UW-Madison was not alone in its prioritization of diversity issues. The University of
Wisconsin System was, by 1988, also in the midst of its own diversity program, the Design
for Diversity. Design for Diversity called for the Chancellor's of all UW System schools to
present to the System President in one year a comprehensive plan to address key diversity
areas on each campus over the next ten years. UW-Madison's "Madison Plan" served as its
report to the System President.
The chief concern of Design for Diversity was the recruitment and retention of so called
"targeted minority" students in the State of Wisconsin, these plans both sought to address a
raft of issues which either represented barriers to entry for students with targeted
minority backgrounds or hindered their successful participation, contribution, and eventual
graduation from courses of study on UW campuses. By "targeted minority" the plan
specifically indicated African-Americans, Hispanic-Americans, American Indians, and South
East Asian and Pacific Islanders. These groups had seen, over the preceding decades, rates
of admission and graduation proportionally lower than their representation in the states
population as a whole.

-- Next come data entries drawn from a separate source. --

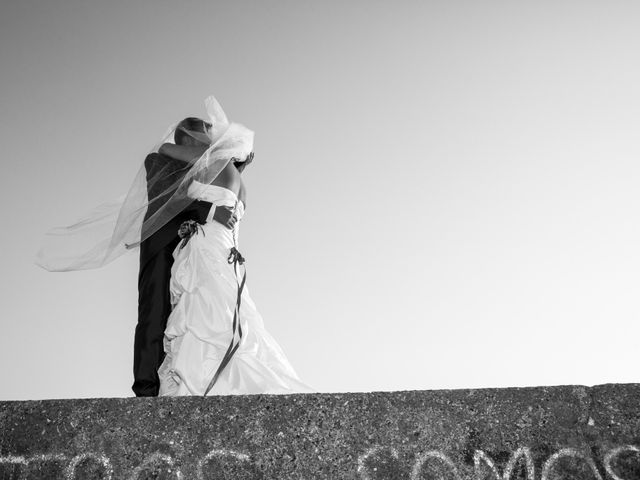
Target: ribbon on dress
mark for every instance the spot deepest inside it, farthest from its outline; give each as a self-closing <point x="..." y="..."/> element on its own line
<point x="235" y="258"/>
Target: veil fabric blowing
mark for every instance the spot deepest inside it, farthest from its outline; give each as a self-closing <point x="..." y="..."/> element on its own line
<point x="155" y="197"/>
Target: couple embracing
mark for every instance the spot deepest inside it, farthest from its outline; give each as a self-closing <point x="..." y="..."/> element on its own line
<point x="198" y="331"/>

The diversity plans both identified a number of factors in this
under-representation including the financial burden of University education, the hostile
campus climate and lack of institutions focused on multicultural issues, the
underrepresentation of these same groups in faculty, academic staff, and graduate students,
and the lack of representation for these groups in curricula and course offerings.
The Madison Plan sought to create measurable goals and implementation time tables for the
creation and expansion of campus resources which would increase access for minority
students, build the presence of minority and multicultural institutions on campus, and
broaden the available courses of study pertaining to underrepresented groups. This included
expanding financial aid resources, stepping up recruitment efforts in High Schools including
specifically those in Dane county and the City of Milwaukee, creating mentorship programs
and initiating campus-wide tracking programs to find and offer assistance to students in
danger of dropping out. In addition, the Madison Plan created a number of outreach
initiatives, including school-university partnerships and the Upward Bound program,
workshops for school teachers, and summer campus programs for disadvantaged students before
and after admission. Finally, the Madison Plan required that an "Ethnic Studies" course
would be required for every student pursuing a degree on the Madison campus and demanded the
creation of new campus institutes and the hiring of more minority faculty members to support
these new course offerings.
In 1998, ten years after the Design for Diversity had been formally adopted by the
University of Wisconsin Board of Regents, planning began for another comprehensive document
that would centralize campus diversity planning for the next ten years. The result, Plan
2008, again required all System campuses to submit formal plans to meet the goals of Plan
2008 within one year of its adoption. Planning for the UW-Madison campus began late that
year with the intention of presenting ideas to the campus community and gathering feed back
in early 1999 and drafting the final version of the plan that summer. Plan 2008 created a
number of campus initiatives including an annual campus forum on diversity issues and
outreach programs like the Precollege Enrichment Opportunity Program for Learning Excellence
(PEOPLE). Plan 2008 echoed many of the same concerns and recommendations espoused first in
the Holey Report and then again in Design for Diversity and the Madison Plan.